No final, Bolsas recuperam fôlego
O desastre entrevisto nas primeiras horas da rodada de negócios de ontem não se materializou e as Bolsas de Valores tiveram perdas somente moderadas em boa parte das praças financeiras. A Bolsa de Valores de São Paulo (Bovespa), que também abriu com forte retração, encerrou o dia com uma modesta baixa de 0,24%, aos 67.005 pontos. O giro financeiro foi de R$ 7,4 bilhões.
A exceção mais evidente foi a Bolsa de Tóquio, que desabou 10,5%. Terceira maior economia mundial, o Japão enfrente as consequências sociais e econômicas de uma catástrofe natural, agravada por problemas em suas usinas nucleares.
Pela manhã, a possibilidade de um vazamento de grandes proporções levou pânico aos mercados. Mais tarde, a agência nuclear das Nações Unidas apontou uma queda nos níveis de radiação na usina mais danificada, o que ajudou a tranquilizar os ânimos, ainda que de forma relativa.

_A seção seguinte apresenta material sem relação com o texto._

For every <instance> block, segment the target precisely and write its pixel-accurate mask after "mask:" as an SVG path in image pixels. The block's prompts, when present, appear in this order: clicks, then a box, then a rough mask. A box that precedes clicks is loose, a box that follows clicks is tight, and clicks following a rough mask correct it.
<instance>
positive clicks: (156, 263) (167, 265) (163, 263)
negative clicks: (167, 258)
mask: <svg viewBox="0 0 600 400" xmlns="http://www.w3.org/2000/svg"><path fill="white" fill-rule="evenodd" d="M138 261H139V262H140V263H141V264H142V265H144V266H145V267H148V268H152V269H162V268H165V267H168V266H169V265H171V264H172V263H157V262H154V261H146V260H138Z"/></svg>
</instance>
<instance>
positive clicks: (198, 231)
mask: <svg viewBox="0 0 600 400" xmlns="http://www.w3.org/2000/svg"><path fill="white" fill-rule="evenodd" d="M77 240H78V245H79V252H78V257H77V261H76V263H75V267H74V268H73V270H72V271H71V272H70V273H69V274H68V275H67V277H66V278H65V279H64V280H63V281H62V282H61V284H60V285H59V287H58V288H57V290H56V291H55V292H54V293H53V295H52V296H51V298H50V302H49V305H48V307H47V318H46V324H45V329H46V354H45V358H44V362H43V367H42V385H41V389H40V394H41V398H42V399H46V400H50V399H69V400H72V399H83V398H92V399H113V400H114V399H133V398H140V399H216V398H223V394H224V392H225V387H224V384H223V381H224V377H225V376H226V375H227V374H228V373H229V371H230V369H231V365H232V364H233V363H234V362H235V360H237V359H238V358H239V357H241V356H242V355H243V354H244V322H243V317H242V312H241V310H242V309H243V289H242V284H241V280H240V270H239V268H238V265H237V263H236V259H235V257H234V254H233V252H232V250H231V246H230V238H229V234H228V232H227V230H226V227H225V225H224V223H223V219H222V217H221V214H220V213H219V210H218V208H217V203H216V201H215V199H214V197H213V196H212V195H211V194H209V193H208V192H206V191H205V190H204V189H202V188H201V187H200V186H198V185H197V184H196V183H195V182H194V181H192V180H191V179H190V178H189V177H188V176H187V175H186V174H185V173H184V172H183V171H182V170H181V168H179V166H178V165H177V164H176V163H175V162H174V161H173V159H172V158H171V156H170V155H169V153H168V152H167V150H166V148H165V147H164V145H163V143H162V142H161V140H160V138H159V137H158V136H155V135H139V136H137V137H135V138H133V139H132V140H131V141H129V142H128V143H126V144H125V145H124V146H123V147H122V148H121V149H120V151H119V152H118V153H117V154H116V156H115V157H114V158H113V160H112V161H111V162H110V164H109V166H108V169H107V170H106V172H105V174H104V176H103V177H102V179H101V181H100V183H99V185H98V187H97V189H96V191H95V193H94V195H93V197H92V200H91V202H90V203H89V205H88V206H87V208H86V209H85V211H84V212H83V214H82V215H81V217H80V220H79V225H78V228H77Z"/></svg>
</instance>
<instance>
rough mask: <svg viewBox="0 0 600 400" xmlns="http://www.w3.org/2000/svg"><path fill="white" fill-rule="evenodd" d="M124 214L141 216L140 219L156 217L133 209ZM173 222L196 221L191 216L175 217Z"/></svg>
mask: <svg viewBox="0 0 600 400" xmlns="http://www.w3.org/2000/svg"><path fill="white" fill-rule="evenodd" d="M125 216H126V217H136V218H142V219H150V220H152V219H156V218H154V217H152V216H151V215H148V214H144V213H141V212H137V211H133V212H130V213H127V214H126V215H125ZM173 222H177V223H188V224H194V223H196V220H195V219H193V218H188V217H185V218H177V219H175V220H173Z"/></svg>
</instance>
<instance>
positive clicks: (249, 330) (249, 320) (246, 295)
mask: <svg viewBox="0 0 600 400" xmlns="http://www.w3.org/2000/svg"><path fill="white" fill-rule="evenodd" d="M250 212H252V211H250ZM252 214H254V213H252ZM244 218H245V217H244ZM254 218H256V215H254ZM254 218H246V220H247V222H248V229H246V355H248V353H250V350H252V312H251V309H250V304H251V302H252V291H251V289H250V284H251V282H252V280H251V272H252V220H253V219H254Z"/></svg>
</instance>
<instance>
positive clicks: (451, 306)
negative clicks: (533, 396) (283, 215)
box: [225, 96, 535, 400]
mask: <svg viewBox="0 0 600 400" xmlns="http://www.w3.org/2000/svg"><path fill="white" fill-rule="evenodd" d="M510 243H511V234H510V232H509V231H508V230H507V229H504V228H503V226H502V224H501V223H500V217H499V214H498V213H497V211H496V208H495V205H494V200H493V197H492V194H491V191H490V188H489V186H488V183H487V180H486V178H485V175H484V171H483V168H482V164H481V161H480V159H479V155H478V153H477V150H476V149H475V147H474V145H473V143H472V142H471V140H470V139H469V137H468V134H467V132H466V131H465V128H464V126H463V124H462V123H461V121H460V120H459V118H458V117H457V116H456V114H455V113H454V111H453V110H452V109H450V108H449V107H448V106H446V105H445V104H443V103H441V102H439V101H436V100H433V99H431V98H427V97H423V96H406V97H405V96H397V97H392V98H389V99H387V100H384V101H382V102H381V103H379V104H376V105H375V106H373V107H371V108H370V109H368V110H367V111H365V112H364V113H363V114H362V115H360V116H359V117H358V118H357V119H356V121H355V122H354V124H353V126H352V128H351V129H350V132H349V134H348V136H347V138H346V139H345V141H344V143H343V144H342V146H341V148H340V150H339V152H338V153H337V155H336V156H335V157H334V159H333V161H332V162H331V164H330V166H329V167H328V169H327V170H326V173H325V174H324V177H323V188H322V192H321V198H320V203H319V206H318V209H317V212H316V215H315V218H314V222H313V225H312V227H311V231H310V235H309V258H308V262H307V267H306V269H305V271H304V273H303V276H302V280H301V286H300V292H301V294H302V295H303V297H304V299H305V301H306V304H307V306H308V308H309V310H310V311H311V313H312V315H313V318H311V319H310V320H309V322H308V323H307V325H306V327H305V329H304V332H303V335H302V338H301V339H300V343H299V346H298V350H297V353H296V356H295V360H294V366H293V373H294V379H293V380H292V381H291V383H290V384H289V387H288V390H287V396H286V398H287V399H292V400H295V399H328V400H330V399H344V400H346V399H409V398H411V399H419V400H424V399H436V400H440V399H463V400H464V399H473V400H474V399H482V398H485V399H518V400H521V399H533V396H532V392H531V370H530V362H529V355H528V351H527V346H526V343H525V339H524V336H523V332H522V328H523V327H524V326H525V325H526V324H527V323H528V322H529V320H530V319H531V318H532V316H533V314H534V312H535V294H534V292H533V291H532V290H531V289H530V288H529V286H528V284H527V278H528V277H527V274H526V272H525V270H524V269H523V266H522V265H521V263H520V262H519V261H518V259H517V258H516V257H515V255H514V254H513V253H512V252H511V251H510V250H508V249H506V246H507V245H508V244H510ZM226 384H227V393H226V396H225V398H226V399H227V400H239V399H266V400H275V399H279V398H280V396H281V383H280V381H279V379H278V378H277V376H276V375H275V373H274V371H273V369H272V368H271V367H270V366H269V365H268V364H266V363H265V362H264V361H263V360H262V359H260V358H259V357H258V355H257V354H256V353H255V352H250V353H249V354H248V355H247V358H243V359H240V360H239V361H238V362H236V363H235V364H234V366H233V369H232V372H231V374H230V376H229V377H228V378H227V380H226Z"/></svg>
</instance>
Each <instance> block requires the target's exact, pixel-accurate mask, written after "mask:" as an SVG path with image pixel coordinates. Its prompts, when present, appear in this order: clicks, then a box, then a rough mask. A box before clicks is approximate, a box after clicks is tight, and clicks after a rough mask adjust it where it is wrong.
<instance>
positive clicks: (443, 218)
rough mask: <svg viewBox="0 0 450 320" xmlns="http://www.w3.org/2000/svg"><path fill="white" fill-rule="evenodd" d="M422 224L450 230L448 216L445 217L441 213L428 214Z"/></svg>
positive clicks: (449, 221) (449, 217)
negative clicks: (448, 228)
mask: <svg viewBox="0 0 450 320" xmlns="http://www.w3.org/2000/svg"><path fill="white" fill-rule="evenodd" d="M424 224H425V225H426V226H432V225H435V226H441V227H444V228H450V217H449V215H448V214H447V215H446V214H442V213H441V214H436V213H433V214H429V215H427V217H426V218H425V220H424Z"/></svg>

Analistas também mencionaram o tom um pouco mais otimista do Federal Reserve, o banco central dos EUA, como um dos fatores que contribuíram para desacelerar a queda nos mercados financeiros.
As Bolsas europeias desvalorizaram 2,5%, no caso de Paris, e 3,18%, na praça de Frankfurt, nos piores casos. Nos EUA, a Bolsa de Nova York, que chegou a cair mais de 2%, fechou com recuo de 1,15%.